Monday, September 29, 2008

Bourne Street , Belgravia



At the north end of Bourne Street are some fairly humble (by Belgravia standards) terraced cottages. The houses in Bourne Street are generally 2-storeys with semi-basements and they have 2 or 3 bedrooms. At this end the street crosses Underground lines running to Sloane Square station and in some places you can faintly hear or feel vibration from the trains.
At the south end of the street, is Carmel Hall, built in 1937-1938. This houses the 'Grosvenor Club' - a members-only club along the lines of the old style working men's clubs of the 1950s. (It was built as a church hall by H S Goodhart-Rendel.)

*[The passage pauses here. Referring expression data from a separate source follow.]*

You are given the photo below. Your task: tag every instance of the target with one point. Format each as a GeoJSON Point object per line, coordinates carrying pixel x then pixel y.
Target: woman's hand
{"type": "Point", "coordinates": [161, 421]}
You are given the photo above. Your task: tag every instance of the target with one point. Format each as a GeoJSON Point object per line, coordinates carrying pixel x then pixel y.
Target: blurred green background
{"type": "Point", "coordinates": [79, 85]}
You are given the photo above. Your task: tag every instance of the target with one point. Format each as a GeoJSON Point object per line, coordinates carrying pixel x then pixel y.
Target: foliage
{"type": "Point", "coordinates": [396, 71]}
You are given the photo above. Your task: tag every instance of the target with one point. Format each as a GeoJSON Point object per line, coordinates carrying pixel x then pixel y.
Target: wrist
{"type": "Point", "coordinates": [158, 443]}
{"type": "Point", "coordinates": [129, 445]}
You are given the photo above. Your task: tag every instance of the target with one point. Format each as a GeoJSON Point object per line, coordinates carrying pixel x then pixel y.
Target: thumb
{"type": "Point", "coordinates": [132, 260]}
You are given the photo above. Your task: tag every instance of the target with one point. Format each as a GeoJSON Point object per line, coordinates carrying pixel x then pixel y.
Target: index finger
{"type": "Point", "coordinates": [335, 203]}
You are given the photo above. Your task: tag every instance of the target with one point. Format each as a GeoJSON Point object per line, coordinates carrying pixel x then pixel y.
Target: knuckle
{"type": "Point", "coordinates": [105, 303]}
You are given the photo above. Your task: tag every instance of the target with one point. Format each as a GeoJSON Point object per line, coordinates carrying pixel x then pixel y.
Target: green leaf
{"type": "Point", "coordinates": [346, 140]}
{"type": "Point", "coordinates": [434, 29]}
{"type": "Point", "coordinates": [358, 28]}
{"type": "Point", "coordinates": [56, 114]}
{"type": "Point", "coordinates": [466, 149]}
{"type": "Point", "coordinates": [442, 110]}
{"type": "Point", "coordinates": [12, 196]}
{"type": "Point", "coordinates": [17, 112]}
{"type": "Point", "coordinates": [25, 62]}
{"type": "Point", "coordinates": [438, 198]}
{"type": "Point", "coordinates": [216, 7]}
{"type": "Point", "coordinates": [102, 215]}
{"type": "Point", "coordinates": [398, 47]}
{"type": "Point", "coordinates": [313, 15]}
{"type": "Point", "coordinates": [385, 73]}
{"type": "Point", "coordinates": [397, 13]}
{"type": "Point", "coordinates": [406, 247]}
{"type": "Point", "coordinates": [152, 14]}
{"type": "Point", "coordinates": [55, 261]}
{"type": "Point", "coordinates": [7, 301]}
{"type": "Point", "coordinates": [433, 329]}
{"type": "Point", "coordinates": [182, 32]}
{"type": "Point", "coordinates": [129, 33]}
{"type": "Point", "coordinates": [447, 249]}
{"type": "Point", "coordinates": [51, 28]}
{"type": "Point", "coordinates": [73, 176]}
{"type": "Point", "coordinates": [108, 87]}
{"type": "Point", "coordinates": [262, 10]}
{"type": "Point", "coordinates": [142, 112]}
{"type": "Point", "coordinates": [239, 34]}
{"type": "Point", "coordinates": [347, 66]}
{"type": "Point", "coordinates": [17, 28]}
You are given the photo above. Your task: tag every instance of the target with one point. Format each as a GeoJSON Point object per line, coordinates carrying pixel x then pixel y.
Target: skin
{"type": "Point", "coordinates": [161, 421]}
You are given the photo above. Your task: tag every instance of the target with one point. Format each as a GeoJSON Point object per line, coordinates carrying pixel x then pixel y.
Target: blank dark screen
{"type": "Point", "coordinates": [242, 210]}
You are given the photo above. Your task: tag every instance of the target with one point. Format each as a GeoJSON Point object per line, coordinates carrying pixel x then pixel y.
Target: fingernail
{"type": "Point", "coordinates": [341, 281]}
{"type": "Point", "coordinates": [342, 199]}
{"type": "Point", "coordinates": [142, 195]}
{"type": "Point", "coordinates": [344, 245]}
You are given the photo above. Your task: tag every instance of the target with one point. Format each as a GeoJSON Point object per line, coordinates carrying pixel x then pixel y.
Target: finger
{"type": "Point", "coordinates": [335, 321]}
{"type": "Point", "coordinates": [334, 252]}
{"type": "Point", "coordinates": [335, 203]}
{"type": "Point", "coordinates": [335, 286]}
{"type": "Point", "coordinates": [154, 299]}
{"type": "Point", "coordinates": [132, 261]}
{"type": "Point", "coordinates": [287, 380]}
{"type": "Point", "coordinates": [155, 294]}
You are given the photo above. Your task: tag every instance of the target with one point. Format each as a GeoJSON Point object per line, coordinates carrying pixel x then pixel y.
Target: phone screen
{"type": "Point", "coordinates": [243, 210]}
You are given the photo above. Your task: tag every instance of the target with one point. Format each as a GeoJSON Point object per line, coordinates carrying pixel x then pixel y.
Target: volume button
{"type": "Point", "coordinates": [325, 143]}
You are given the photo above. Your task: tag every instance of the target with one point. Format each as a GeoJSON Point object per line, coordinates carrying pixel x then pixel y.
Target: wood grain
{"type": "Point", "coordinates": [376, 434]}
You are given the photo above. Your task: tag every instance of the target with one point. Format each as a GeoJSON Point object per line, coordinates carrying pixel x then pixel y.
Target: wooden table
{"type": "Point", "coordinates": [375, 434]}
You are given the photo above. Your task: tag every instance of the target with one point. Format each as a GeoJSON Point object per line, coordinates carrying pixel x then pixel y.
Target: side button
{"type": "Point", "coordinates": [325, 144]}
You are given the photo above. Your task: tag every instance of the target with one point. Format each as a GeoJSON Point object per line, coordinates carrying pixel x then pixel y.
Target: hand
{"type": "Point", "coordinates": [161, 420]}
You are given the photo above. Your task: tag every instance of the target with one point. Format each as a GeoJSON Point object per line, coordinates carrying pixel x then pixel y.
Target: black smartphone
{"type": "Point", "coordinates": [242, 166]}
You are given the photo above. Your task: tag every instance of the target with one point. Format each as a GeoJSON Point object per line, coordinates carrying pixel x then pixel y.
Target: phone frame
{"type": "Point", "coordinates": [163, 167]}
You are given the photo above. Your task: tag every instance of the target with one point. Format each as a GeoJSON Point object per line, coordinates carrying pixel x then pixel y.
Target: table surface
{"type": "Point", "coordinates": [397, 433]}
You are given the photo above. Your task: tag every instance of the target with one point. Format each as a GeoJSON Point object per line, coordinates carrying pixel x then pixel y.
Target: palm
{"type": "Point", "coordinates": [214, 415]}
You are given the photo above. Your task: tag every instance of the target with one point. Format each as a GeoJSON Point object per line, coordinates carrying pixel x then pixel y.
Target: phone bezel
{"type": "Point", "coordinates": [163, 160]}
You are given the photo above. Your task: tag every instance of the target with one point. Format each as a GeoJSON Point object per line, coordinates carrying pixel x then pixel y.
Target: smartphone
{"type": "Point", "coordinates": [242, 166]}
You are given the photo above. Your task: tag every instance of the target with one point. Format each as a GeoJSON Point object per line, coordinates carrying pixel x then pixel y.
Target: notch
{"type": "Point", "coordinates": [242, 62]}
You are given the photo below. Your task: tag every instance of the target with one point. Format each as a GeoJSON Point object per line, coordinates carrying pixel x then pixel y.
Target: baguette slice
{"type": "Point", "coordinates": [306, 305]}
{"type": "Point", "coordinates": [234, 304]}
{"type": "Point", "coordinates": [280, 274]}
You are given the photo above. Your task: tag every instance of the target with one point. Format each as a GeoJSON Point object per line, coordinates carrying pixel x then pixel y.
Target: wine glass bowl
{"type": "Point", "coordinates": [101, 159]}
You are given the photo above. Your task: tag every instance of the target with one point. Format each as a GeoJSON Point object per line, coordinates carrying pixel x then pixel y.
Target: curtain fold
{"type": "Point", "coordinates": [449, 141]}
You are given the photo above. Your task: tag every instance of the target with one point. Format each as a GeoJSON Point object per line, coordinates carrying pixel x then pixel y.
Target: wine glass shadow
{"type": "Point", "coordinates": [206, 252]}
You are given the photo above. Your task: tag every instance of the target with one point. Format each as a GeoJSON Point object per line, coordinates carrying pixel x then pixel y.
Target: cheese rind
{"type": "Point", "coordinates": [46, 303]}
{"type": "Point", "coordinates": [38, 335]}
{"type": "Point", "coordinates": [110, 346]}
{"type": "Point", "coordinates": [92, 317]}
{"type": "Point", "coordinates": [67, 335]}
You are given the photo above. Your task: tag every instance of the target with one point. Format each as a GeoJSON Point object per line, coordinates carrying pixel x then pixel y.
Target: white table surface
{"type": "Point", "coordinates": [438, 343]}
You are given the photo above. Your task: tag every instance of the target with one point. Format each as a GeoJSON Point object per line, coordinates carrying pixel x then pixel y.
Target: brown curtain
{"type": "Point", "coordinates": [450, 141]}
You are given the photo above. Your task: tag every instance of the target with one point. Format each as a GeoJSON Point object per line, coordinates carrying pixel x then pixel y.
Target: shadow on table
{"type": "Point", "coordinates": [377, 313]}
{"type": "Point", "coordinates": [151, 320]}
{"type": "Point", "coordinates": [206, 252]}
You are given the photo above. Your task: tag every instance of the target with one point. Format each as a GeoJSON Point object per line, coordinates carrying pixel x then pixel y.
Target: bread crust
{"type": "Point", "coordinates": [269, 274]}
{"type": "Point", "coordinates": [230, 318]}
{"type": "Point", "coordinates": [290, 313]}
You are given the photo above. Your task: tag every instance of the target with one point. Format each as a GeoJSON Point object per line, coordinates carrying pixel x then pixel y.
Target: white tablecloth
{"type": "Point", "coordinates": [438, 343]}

There's a Best Foods Supermarket which is a useful corner shop at the end of the street. But if you prefer to eat out there's also 'La Poule au Pot', a very well known French Restaurant where Lady Diana used to eat.
The Francis Holland School is also in this street. The local church (C of E) is the red-brick St Mary's Bourne Street.
Samuel Archbutt, a Victorian developer in the area, built some of the houses, such as Nos. 37-45, in about 1824. Designed originally as workers' cottages, they are extremely narrow by modern standards.
At the southern end there is an attractive Neo-Georgian built in 1979-81 and designed by the architects Chapman Taylor and Partners.